A harmonized and collaborative approach to the clinical testing, scale-up and distribution of candidate vaccines to prevent COVID-19 is essential, scientific leaders write in a perspective published today in Science. As the COVID-19 pandemic continues, government, industry and academia have introduced a variety of vaccine candidates. The authors note that more than one effective vaccine approach likely will be required to successfully protect the global community from SARS-CoV-2, the virus that causes COVID-19. They describe a strategic approach to research and development that would generate essential data for multiple vaccine candidates in parallel.
National Institutes of Health Director Francis S. Collins, M.D., Ph.D., National Institute of Allergy and Infectious Diseases (NIAID) Director Anthony S. Fauci, M.D., Lawrence Corey, M.D., professor in the Vaccine and Infectious Disease Division at the Fred Hutchinson Cancer Research Center in Seattle, and John R. Mascola, M.D., director of NIAID’s Vaccine Research Center are the co-authors of the commentary.
The perspective discusses diverse vaccine candidates and key considerations for development, including the characteristics of various vaccine platforms in terms of prior commercial experience, scalability, and the types of immune responses generated. It also emphasizes that no single vaccine or vaccine platform is likely to meet the global need, highlighting the need for a coordinated strategic approach to vaccine development.

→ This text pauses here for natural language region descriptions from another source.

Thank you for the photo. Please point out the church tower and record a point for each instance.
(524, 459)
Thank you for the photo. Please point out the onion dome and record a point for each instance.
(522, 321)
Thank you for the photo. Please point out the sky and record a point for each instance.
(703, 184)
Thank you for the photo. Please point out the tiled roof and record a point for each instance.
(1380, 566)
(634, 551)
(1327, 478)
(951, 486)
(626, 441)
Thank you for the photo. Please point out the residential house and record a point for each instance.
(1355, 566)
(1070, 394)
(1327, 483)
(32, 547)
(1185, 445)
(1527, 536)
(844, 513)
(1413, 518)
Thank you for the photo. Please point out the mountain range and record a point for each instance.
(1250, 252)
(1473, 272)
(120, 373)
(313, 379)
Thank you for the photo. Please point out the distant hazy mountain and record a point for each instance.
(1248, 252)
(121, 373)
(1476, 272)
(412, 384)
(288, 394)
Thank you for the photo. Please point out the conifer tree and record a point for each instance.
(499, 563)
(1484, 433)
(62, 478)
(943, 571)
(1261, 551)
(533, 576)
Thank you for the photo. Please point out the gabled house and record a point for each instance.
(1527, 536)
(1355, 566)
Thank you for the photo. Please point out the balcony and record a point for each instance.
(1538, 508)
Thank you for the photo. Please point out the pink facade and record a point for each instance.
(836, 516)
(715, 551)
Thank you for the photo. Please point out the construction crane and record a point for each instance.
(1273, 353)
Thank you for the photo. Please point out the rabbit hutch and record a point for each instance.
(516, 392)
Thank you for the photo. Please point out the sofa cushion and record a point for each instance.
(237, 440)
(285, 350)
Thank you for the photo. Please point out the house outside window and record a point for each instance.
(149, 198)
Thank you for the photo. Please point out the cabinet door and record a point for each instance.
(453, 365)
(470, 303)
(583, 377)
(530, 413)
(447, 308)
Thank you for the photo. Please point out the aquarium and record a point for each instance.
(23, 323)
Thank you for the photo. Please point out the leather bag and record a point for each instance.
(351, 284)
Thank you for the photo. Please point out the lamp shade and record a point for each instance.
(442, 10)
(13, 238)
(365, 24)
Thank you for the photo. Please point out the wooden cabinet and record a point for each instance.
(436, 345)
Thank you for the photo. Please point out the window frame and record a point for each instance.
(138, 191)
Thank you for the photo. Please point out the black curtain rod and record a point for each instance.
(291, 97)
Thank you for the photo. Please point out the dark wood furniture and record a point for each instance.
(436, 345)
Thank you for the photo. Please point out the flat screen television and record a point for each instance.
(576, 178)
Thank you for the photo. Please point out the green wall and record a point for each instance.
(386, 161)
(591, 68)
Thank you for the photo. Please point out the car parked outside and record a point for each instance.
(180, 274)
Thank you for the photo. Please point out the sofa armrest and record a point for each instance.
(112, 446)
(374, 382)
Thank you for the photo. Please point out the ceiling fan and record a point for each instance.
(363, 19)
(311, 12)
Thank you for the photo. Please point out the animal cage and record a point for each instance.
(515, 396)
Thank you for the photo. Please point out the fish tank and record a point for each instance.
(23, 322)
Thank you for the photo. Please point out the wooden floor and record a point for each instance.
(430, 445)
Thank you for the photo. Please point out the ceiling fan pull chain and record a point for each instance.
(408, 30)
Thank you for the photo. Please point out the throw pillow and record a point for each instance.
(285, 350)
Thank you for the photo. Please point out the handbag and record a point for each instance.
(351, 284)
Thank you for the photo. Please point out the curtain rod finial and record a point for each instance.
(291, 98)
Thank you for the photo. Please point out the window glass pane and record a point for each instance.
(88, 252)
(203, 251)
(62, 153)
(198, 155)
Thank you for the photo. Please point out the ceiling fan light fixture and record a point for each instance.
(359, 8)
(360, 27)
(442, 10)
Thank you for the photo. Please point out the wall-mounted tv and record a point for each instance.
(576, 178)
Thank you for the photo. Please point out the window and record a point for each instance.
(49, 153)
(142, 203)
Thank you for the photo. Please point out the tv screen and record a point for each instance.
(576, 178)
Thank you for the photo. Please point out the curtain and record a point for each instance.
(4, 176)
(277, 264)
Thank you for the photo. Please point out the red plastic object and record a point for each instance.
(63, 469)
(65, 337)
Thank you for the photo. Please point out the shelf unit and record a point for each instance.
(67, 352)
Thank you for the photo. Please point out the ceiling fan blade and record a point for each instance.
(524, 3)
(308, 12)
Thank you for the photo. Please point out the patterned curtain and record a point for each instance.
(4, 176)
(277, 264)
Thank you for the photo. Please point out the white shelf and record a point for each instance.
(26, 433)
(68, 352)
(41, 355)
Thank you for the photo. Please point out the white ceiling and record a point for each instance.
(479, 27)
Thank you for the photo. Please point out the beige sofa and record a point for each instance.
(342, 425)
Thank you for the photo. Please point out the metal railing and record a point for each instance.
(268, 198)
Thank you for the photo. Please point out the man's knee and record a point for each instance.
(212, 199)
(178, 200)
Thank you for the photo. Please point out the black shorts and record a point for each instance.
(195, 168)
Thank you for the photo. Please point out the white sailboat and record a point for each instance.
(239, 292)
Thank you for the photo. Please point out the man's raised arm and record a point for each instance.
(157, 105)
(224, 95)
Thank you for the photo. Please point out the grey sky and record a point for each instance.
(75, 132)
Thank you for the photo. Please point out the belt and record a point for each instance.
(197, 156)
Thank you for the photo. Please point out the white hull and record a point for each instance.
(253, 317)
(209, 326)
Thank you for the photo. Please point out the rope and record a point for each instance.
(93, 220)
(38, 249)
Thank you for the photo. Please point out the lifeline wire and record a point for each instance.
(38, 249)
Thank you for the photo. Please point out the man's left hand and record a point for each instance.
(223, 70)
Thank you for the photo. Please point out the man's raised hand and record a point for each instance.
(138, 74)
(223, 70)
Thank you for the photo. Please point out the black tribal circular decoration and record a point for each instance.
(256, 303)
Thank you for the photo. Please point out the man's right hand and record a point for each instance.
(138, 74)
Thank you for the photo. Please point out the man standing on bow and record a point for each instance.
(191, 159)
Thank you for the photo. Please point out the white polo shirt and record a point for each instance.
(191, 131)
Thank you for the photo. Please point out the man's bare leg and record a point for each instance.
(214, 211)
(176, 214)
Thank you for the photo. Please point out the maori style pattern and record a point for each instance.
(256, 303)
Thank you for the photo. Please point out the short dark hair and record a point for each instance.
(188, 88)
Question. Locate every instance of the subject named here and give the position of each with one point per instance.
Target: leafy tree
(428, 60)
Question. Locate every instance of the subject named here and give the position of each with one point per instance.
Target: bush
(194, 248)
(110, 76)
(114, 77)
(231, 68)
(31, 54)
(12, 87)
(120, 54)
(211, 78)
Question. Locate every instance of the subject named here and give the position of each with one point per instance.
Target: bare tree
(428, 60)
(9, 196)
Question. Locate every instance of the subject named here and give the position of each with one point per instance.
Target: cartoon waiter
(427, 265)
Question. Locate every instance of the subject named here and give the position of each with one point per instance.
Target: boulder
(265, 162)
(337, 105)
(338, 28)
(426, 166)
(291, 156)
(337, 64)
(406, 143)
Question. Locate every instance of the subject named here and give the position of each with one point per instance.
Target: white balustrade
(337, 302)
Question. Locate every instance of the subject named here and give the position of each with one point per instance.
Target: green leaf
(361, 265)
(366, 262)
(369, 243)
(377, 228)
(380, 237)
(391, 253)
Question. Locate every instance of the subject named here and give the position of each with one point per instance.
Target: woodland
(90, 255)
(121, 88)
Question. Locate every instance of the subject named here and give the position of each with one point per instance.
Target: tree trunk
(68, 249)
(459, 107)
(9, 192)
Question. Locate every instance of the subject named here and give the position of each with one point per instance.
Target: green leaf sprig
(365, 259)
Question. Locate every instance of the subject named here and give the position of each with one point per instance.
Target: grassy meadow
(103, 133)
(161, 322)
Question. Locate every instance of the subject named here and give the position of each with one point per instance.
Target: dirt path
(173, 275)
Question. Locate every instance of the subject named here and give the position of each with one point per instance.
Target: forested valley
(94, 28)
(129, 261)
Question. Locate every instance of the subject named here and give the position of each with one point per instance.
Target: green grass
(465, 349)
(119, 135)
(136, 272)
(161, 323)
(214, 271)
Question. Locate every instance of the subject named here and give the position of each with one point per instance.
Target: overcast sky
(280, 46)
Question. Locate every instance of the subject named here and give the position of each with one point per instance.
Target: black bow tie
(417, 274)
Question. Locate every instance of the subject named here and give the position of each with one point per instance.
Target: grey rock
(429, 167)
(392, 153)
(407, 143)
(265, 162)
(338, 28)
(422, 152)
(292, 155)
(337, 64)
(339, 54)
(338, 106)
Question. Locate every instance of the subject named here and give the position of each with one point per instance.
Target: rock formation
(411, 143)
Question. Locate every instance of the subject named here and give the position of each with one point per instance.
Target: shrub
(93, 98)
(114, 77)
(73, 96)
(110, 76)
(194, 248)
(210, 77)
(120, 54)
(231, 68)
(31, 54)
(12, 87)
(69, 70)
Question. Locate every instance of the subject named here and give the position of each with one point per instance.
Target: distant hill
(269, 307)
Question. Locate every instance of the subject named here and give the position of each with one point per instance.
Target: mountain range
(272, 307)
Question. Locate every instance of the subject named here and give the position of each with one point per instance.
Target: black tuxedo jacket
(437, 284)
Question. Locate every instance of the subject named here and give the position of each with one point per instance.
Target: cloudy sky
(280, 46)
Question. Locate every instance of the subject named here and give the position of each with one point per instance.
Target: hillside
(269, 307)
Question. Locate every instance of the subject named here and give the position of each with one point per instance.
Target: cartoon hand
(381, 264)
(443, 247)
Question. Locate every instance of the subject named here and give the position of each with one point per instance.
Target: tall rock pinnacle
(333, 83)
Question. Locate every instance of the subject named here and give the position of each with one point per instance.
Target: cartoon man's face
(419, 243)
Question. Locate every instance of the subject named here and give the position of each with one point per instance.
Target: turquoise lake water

The authors stress that researchers need to learn more about what constitutes a durable protective immune response against COVID-19. They review considerations for vaccine efficacy trials, explaining how trials for several candidate vaccines can be conducted in parallel to generate essential safety and efficacy data and accelerate the licensure and distribution of COVID-19 vaccines. The authors propose specific approaches to harmonizing the clinical testing of multiple vaccine products, including using common clinical trials designs, clinical endpoints, standardized immune assays and a common Data Safety and Monitoring Board.
The authors emphasize that developing COVID-19 vaccines will require unprecedented cooperation from governments, academic institutions, industry, and global philanthropic partners. The ACTIV (Accelerating COVID-19 Therapeutic Interventions and Vaccines) public-private partnership spearheaded by NIH aims to facilitate such collaboration with discussions and collaborations on trial designs and data sharing.
Protecting the entire global community from COVID-19 through vaccination will require significant manufacturing capacity, according to the authors. They emphasize the need to fund the necessary biomanufacturing infrastructure and note possible hurdles in the eventual delivery of vaccines, including cost, distribution systems and cold chain requirements. The authors conclude that strategic collaboration among public and private sectors to effectively accelerate COVID-19 vaccine development is essential.